Dans sa loge une comédienne tente de se concentrer sur le texte qu’elle doit jouer : Phèdre de Racine, mais bientôt elle se laisse envahir par les chansons de Dalida. Désir, amour impossible et suicide ; les destinées de ces deux femmes se font écho.
Yvan Romeuf tisse avec habileté alexandrins de Racine et airs populaires. Se mêlent alors aux fragments de souvenirs biographiques de Dalida, de somptueux dialogues classiques. Le contrepoint audacieux est savamment orchestré.
La comédienne et chanteuse Anne Lévy n’imite jamais Dalida. Elle touche par la chaleur de son timbre et la sincérité de son interprétation. Elle séduit et émeut en passant avec noblesse de la tragédie classique à la comédie et au chant populaire et nous fait entrer dans l’intimité d’une femme qui crie son infini besoin d’amour.
Un hommage original pour évoquer la destinée de Yolanda Gigliotti, dite Dalida.
L’envie d’un spectacle sur Dalida remonte à très loin : Quand j’ai osé m’avouer que sa mort m’a choquée, m’a peinée et que l’amour qu’elle avait tant chanté - ou le manque d’amour - n’était pas simplement du spectacle, du show biz… Derrière l’icône, la personne. Il a fallu le suicide de Dalida pour réaliser à rebours, la vérité intime contenue dans ses chansons. J’ai aussi aimé - et moqué - dans mon enfance Dalida, pour sa féminité exacerbée, ses toilettes extraordinaires, ses strass, ses paillettes, son accent, son strabisme…..son Kitch ! Il n’y aura pas trace de tout ceci dans le spectacle, à moins d’une transposition poétique….
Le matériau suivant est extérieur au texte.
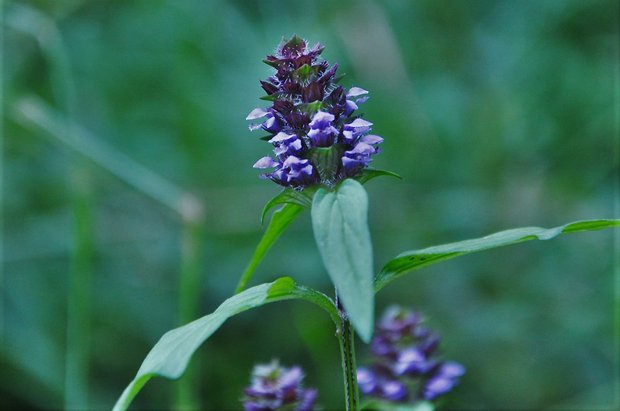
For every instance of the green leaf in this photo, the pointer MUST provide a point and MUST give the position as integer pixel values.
(339, 221)
(412, 260)
(370, 173)
(279, 221)
(289, 196)
(170, 356)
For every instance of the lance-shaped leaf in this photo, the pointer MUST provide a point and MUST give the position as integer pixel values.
(279, 221)
(170, 356)
(340, 224)
(412, 260)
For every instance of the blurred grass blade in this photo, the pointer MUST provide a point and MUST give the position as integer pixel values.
(32, 112)
(170, 356)
(279, 221)
(412, 260)
(340, 225)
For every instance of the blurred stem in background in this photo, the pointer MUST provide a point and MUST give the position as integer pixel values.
(186, 396)
(80, 293)
(32, 112)
(78, 322)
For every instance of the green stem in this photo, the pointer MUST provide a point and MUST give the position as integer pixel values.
(79, 296)
(346, 337)
(186, 396)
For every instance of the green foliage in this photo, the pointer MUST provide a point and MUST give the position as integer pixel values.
(496, 115)
(413, 260)
(279, 221)
(170, 356)
(339, 221)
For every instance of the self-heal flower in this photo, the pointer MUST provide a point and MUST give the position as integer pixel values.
(317, 136)
(405, 368)
(276, 388)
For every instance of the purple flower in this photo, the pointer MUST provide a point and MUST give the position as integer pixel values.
(311, 113)
(404, 358)
(277, 388)
(322, 133)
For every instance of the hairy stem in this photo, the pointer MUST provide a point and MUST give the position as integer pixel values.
(346, 337)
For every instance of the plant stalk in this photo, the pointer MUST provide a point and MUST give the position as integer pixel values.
(346, 337)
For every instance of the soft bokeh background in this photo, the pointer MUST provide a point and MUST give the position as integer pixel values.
(124, 119)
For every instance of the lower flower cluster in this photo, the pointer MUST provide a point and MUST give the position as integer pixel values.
(405, 369)
(276, 388)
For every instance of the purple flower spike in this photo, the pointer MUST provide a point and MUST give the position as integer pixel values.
(322, 133)
(275, 388)
(265, 162)
(403, 351)
(311, 118)
(286, 145)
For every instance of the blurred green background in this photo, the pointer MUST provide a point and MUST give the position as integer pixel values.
(130, 205)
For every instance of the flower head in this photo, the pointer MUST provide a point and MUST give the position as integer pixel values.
(275, 387)
(312, 119)
(404, 367)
J’ai aussi éprouvé en tant que comédienne le plein et la chaleur des salles combles et des succès puis le vide, le silence, la grande solitude du retour à la maison. Et tout bonnement mon goût pour la variété, la chanson d’amour populaire, celles qui dépassent les générations….
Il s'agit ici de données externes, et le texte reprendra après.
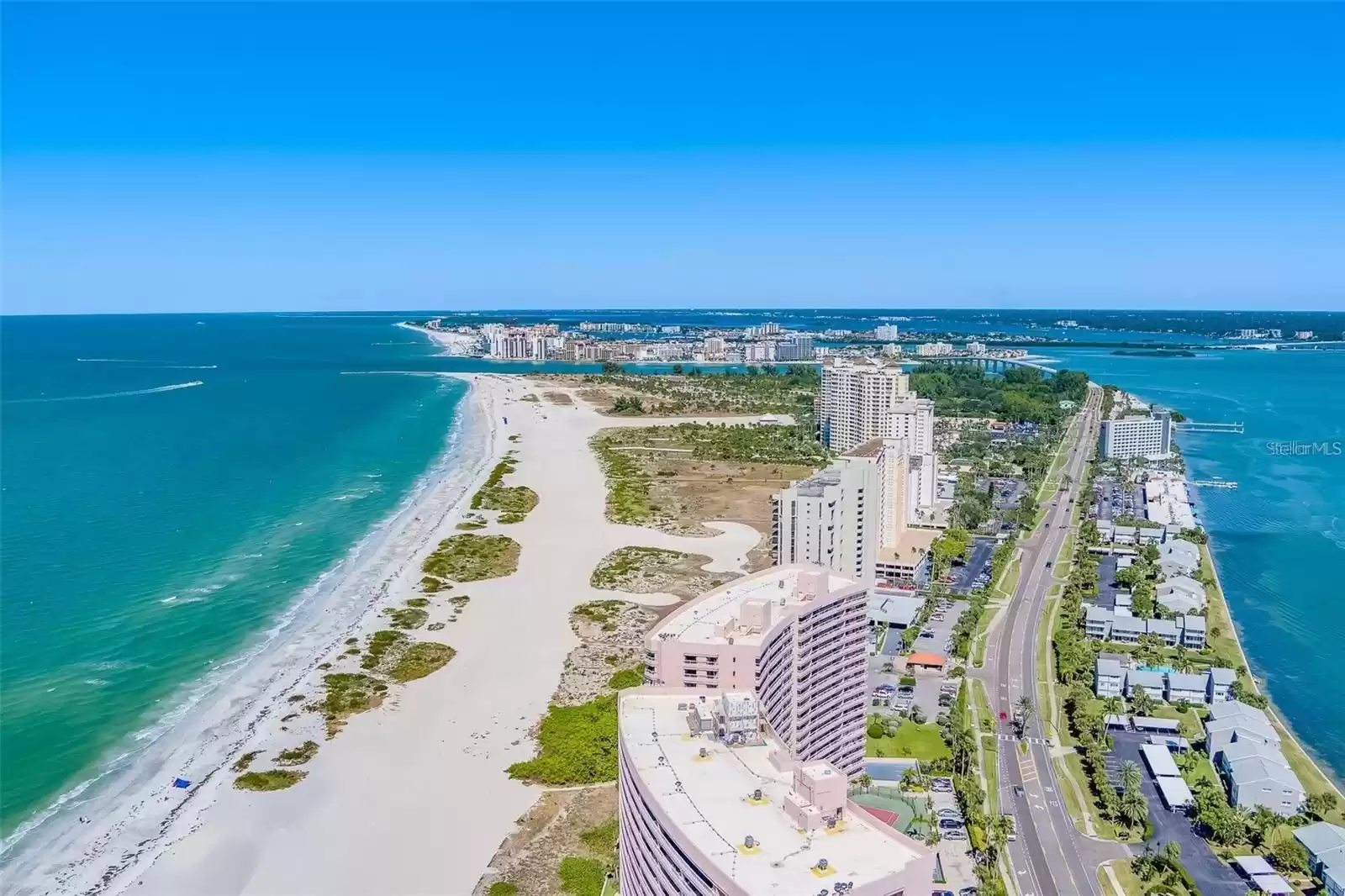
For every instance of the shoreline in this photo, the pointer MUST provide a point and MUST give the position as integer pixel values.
(1320, 766)
(382, 798)
(214, 719)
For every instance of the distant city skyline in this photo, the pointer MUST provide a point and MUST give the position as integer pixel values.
(203, 158)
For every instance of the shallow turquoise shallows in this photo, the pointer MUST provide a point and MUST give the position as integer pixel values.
(148, 530)
(1279, 539)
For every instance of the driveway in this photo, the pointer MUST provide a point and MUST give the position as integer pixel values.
(1212, 876)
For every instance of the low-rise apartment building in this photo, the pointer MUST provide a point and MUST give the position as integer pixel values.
(1118, 626)
(1116, 676)
(1325, 845)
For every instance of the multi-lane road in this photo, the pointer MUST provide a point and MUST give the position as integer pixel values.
(1049, 857)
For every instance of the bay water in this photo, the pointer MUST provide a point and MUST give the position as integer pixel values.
(1279, 539)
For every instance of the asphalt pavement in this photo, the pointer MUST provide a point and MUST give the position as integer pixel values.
(1049, 857)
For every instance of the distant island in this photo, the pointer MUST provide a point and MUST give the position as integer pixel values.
(1154, 353)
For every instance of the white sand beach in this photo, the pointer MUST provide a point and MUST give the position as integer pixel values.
(412, 797)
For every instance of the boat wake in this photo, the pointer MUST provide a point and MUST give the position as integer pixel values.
(108, 394)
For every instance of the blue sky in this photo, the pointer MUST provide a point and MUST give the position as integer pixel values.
(262, 156)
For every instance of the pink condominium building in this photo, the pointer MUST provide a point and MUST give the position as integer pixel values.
(733, 814)
(794, 636)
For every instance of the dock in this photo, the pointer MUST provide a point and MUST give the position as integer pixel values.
(1196, 425)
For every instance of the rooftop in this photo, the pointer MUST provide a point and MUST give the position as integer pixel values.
(715, 809)
(746, 609)
(911, 546)
(871, 448)
(1321, 838)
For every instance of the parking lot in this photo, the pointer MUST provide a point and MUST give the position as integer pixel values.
(977, 569)
(1212, 876)
(1005, 492)
(1111, 499)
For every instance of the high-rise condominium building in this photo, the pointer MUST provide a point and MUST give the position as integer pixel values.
(831, 519)
(712, 804)
(1136, 436)
(856, 398)
(865, 400)
(793, 635)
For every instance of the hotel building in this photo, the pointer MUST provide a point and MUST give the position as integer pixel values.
(1136, 436)
(793, 635)
(710, 804)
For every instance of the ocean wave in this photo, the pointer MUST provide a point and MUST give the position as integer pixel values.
(108, 394)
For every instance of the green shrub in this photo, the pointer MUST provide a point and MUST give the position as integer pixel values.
(420, 660)
(470, 557)
(576, 746)
(299, 755)
(273, 779)
(627, 678)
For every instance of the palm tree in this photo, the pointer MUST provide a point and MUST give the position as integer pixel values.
(1130, 777)
(1022, 712)
(1261, 824)
(1133, 808)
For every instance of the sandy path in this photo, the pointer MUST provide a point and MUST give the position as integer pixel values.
(414, 798)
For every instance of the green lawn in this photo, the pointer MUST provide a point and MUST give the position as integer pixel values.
(911, 741)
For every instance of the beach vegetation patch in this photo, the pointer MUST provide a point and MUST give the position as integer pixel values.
(420, 660)
(514, 502)
(245, 761)
(627, 678)
(575, 746)
(347, 694)
(407, 616)
(470, 557)
(380, 645)
(602, 613)
(273, 779)
(583, 876)
(298, 755)
(434, 584)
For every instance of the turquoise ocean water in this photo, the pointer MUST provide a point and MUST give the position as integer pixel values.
(150, 535)
(1279, 539)
(150, 532)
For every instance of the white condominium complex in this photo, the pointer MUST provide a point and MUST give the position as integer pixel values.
(865, 400)
(831, 519)
(856, 400)
(1137, 436)
(793, 635)
(712, 804)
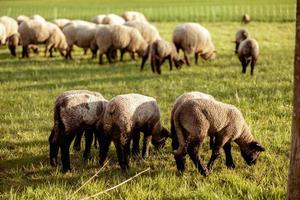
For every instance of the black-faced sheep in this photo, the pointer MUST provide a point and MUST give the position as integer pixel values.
(197, 118)
(248, 51)
(124, 118)
(74, 112)
(159, 51)
(192, 37)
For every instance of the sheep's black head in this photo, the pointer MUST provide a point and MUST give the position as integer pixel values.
(251, 152)
(160, 140)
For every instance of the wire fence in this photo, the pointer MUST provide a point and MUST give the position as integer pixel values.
(264, 13)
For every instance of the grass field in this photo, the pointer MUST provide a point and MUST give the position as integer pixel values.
(29, 86)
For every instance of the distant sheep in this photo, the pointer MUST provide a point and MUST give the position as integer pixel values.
(194, 38)
(246, 19)
(248, 51)
(113, 19)
(124, 118)
(241, 35)
(134, 16)
(197, 118)
(37, 32)
(74, 112)
(159, 51)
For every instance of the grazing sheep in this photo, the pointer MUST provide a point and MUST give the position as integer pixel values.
(134, 16)
(121, 37)
(98, 19)
(246, 19)
(37, 32)
(248, 51)
(74, 112)
(80, 34)
(241, 35)
(124, 118)
(197, 118)
(113, 19)
(192, 37)
(61, 23)
(159, 51)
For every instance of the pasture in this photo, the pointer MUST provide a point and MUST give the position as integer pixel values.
(29, 87)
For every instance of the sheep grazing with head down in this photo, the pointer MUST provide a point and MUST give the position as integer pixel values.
(246, 19)
(194, 38)
(124, 118)
(248, 52)
(113, 37)
(134, 16)
(241, 35)
(159, 51)
(39, 32)
(197, 118)
(74, 112)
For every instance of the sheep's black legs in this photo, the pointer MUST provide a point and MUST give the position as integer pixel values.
(104, 143)
(196, 58)
(136, 144)
(229, 159)
(88, 143)
(193, 153)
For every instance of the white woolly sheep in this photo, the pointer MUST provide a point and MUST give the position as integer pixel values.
(124, 118)
(248, 51)
(197, 118)
(192, 37)
(74, 112)
(134, 16)
(121, 37)
(159, 51)
(37, 32)
(113, 19)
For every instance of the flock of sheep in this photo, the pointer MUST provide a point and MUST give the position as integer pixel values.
(194, 116)
(130, 33)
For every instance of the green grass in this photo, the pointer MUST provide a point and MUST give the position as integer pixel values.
(214, 10)
(29, 86)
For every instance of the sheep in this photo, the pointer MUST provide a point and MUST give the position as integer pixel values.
(134, 16)
(246, 19)
(36, 32)
(61, 23)
(241, 35)
(192, 37)
(121, 37)
(124, 118)
(113, 19)
(195, 119)
(98, 19)
(248, 51)
(74, 112)
(159, 51)
(81, 34)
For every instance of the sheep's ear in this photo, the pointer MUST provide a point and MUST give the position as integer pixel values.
(257, 146)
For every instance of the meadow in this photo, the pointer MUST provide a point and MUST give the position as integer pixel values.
(29, 87)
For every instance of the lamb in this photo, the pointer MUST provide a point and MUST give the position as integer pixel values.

Puis vient Phèdre, sur proposition du metteur en scène, qui marque mon goût premier pour l’écriture de Racine, un des grands poètes de l’amour au féminin. L’alexandrin avec le souffle et l’engagement émotionnel que cela demande comme la chanson. Tresser ensemble ses deux fils (et d’autres) de culture populaire et classique fait naître en moi la joie d’une réconciliation autour de « la femme amoureuse ».
Elles disent, elles chantent, elles pleurent, elles sont malades, folles, abandonnées, honteuses, glorieuses, provocantes, mais elles parlent, elles sont vivantes…. Jusqu'à ce qu’à bout de force, ne trouvant plus d’issue à ce besoin vital devenue une souffrance trop grande …elles se donnent la mort, la délivrance. Pulsion de vie, pulsion de mort. Eros et Thanatos. Chanson d’amour et tragédie.
Plonger dans une histoire d’amour. Se jeter sur scène. Sauter dans l’inconnu de la mort.